The training council is enhancing the job option for employers who take on a New Deal person. "This group of young people has been badly failed at school, college or in work and we need to take a different approach."
The training council is contract holder for the New Deal education and training option. Mr Blythe sees the key to New Deal succeeding is supplier flexibilities. "That means not having to wait around to fit in with term times - but being able to access courses on a roll onroll off basis" Mr Blythe thinks the colleges will come up with more flexible course structures - and not just for those on New Deal.

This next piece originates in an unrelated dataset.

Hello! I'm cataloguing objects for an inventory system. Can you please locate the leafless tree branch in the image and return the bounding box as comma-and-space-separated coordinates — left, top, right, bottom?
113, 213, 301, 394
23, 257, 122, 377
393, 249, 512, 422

But if they don't, the training council will look to others to provide training. "It is all about the needs of the individual." He believes the University for Industry will stimulate change.
The training council plans to establish centres of excellence to improve the quality of vocational training delivered to employers. It will work by establishing much closer links with a smaller number of suppliers.
An initiative from TECs in the North West - Bargaining for Skills - has just been picked up nationally by the Trades Union Council. Unions are proving a useful ally in the TEC movement's drive to get more companies to take a structured approach to workforce training. The model is of unions banding together with TECs to lobby for continued skills development, and training agreements in staff terms and conditions.